Он посмотрел на Лену. Очарование на ее лице, освещенном ослепительным световым шоу, само по себе было чудом. А потом она повернулась к нему, губы растянулись в улыбке, глаза наполнились радостью. Сердце Константиноса сжалось, подсказывая, что заключенная в этой женщине магия была самым великим даром, который преподнесла ему природа.
Глава 12
Двухэтажный лондонский пентхаус Константиноса поразил Лену. Панорамные окна во всю стену с видом на Темзу, толстые ковры, в которых утопали ступни, со вкусом подобранные картины и элементы декора в просторной гостиной и пяти огромных спальнях. Мебель и украшения были именно такими, какие она выбрала бы, если была бы богачкой.
Три дня они провели в пентхаусе, лишь изредка выходя на улицу. У Лены подкашивались ноги, а бедра горели, когда она вспоминала о страсти, с которой он всегда занимался с ней любовью. Лена запретила себе грустить из-за того, что завтра Тинос наконец улетит в Австралию, — разлука не будет долгой. Через десять дней наступит Рождество, и они вместе полетят на Кос, чтобы провести несколько дней с его родителями. Лена не знала, что будет с ними после праздников, и сейчас ей не хотелось думать об этом, чтобы не омрачать счастье, переполняющее сердце.

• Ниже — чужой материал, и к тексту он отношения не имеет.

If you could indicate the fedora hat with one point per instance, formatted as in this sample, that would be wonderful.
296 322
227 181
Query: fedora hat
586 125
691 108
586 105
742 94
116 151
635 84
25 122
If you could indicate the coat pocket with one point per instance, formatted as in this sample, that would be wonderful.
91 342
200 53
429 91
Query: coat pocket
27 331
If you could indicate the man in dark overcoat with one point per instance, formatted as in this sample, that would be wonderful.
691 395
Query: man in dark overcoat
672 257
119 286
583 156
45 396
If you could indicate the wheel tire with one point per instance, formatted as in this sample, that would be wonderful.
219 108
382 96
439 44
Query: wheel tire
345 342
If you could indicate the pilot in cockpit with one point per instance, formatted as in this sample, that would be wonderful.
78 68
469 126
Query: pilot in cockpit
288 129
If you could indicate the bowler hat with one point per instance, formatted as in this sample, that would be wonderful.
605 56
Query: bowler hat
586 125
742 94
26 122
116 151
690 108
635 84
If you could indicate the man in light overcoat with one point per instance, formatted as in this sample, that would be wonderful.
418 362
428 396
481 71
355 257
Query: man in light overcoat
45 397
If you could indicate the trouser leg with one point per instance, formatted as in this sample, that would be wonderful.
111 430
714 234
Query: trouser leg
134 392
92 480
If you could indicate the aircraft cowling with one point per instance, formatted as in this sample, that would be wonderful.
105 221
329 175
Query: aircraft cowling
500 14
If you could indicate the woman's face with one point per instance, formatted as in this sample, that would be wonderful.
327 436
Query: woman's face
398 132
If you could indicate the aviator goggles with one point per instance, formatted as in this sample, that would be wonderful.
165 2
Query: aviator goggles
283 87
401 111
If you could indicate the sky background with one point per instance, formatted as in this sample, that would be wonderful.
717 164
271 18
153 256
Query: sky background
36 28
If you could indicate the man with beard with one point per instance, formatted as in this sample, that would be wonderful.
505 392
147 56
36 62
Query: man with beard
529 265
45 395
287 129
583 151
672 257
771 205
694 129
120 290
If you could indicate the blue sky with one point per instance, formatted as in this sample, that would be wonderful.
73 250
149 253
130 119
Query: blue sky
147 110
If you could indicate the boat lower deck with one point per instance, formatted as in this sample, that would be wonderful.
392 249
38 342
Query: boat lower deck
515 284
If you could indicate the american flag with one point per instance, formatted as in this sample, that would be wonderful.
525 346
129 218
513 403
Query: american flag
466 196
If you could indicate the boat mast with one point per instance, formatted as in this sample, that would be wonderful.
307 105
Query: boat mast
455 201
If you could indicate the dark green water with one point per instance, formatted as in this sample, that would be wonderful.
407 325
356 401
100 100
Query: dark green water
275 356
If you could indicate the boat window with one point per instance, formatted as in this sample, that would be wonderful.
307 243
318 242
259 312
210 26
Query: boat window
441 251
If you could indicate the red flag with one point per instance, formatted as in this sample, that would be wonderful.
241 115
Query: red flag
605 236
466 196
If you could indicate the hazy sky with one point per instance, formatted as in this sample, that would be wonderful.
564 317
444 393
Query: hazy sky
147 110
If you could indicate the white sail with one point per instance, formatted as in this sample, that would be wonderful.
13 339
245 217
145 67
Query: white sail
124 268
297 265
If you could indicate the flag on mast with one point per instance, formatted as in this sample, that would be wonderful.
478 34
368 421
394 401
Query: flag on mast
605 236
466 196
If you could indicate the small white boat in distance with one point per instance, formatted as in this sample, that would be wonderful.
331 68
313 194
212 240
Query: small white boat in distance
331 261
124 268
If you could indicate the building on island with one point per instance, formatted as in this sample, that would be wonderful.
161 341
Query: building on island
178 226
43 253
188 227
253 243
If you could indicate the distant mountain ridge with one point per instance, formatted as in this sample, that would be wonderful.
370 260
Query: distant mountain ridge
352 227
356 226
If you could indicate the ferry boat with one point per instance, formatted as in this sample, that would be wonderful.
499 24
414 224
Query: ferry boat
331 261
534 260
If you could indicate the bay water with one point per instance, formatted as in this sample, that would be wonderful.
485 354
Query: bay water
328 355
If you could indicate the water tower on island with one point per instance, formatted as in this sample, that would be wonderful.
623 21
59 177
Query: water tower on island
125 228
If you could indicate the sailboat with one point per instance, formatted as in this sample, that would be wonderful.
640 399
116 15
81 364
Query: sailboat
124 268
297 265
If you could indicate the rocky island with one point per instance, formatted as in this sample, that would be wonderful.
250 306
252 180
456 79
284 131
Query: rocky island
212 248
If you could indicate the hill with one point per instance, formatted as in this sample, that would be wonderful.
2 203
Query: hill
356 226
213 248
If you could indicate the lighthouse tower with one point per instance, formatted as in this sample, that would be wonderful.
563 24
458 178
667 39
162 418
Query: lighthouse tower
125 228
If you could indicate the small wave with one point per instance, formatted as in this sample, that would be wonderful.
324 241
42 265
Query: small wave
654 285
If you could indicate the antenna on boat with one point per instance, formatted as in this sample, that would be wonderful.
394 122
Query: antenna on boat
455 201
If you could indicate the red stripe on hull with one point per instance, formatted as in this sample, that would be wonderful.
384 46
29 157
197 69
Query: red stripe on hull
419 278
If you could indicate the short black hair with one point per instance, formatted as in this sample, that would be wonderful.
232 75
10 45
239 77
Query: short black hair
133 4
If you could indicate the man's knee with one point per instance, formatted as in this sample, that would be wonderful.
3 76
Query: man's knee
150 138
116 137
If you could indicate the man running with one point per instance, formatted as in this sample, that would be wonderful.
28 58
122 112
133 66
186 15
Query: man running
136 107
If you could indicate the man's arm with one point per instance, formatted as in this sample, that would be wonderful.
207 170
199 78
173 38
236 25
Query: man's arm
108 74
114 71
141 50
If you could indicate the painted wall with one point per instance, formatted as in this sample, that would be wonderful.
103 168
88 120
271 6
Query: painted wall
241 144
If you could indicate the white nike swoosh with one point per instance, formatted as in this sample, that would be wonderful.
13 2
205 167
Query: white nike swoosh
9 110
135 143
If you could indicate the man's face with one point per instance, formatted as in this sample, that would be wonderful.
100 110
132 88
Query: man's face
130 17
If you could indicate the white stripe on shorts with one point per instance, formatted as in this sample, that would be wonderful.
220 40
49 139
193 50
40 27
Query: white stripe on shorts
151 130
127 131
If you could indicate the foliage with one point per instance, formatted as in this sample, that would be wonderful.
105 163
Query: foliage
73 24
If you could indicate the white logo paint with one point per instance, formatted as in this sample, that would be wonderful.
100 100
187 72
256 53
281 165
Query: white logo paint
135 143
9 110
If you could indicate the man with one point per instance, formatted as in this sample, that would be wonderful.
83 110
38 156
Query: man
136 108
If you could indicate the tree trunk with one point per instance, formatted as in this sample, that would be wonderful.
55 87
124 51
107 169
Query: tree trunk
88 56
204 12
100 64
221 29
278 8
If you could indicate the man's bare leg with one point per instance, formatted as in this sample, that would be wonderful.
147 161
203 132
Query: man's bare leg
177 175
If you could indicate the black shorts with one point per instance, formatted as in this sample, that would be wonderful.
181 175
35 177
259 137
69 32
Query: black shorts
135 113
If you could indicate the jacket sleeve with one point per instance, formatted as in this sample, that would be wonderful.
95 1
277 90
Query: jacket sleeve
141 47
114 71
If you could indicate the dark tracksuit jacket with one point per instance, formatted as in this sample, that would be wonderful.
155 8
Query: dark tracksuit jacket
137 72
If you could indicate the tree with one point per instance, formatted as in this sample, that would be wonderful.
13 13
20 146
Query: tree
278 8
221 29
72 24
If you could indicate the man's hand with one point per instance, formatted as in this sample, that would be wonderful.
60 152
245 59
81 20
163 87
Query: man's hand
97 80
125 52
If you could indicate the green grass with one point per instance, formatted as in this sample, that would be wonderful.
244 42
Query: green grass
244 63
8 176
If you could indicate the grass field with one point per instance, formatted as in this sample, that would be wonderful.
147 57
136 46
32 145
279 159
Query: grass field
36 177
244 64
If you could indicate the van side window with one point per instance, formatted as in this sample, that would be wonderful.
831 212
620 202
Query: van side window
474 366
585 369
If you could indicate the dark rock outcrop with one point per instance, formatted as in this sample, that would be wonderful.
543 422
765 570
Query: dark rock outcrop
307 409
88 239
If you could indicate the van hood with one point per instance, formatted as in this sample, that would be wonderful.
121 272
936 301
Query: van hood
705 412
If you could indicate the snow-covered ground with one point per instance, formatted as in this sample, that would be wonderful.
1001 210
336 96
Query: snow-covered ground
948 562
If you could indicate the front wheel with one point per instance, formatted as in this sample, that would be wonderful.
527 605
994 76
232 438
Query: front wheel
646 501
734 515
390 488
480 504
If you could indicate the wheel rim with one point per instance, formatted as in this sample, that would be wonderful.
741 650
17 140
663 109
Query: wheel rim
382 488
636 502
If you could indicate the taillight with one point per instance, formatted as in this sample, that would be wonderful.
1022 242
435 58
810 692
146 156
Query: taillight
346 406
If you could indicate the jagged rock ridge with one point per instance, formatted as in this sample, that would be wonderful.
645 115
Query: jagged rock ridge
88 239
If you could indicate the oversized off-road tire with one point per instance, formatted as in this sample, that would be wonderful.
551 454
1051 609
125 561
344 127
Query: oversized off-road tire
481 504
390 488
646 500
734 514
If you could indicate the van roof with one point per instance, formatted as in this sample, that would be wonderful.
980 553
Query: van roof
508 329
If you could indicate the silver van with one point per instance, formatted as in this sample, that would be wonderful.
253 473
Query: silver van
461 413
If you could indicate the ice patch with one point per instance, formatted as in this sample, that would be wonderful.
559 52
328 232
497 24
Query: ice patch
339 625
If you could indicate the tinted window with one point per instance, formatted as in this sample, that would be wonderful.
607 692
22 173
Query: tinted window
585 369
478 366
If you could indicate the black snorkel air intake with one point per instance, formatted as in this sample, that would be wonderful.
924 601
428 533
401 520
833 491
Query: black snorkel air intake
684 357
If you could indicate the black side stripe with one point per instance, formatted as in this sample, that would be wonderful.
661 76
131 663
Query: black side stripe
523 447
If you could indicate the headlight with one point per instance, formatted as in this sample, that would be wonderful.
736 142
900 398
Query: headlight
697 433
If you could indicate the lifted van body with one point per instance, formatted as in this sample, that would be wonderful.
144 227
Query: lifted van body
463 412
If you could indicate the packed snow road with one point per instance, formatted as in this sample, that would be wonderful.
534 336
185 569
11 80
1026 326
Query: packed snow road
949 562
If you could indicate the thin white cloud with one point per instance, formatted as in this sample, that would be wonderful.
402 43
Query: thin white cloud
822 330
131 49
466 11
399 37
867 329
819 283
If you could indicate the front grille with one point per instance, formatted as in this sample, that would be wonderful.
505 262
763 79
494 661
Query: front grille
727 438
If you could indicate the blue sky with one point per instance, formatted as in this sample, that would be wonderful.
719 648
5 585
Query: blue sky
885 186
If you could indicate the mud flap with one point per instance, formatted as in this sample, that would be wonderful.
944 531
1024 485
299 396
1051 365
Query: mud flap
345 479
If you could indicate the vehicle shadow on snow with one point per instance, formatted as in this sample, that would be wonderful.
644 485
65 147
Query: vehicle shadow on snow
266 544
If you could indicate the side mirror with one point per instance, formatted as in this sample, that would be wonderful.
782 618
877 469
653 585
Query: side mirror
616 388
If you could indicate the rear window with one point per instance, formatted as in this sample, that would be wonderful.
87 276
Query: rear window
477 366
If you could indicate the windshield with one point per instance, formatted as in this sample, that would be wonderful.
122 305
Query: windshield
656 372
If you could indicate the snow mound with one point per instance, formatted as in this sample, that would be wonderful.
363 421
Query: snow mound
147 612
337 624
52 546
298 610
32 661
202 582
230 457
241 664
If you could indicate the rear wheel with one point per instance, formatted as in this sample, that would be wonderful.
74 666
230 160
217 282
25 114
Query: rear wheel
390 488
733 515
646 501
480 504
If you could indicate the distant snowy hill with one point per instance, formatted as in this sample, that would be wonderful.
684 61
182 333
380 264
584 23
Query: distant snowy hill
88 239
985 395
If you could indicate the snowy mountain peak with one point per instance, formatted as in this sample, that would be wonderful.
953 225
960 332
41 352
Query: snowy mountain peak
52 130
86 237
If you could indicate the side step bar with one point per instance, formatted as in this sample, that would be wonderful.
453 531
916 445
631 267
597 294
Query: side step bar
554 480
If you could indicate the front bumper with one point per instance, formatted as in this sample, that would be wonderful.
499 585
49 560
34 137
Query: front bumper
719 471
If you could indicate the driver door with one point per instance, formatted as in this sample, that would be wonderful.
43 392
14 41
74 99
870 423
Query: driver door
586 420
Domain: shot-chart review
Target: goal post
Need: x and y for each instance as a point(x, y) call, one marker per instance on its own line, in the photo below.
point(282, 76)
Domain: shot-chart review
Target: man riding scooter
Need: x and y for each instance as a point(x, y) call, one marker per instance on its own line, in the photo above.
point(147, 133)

Вечером они собирались поужинать в подземном ресторане-пещере, о котором Лена читала, когда тот открылся, и который, как оказалось, принадлежит Константиносу.
Лена знала, что его империя огромна, но только после того, как они лениво поговорили об этом, вместе принимая ванну, она осознала ее масштабы. Константинос Сиопис был владельцем многих известных ресторанов по всему миру. Неудивительно, что он так ненавидит еду из микроволновки! Лена задавалась вопросом, сколько из них ей удастся посетить вместе с ним. Этот поход в ресторан был отчасти предпраздничным ужином, отчасти проверкой, и ее это устраивало. Империя Сиописа не управлялась сама по себе.
С помощью личного стилиста, который прибыл в пентхаус с пятью ассистентами и уймой дизайнерской одежды, Лена подобрала на вечер элегантное темно-зеленое атласное платье с чуть завышенной талией, длиной до середины икры. К нему туфли, безупречно сидящее белье из черного кружева и сексуальные чулки. Кроме того, Лена стала гордой обладательницей нового стильного гардероба, половина из которого была подобрана с учетом ее положения.
Лена старалась не думать о том, во сколько обошлось Константиносу обновление ее гардероба и вызов в пентхаус лучшего стилиста Великобритании, который уложил ей волосы голливудской волной, — без сомнений, очень дорого. Пылкому греку нравилось и одевать, и раздевать ее. С тех пор как они стали любовниками, Константинос обращался с ней как с принцессой, и, хотя Лену восхищала его забота, она не могла выбросить из головы, что он и к Кассии относился как к принцессе.
«В моих глазах Кассия была принцессой, а принцессы заслуживают самого лучшего…»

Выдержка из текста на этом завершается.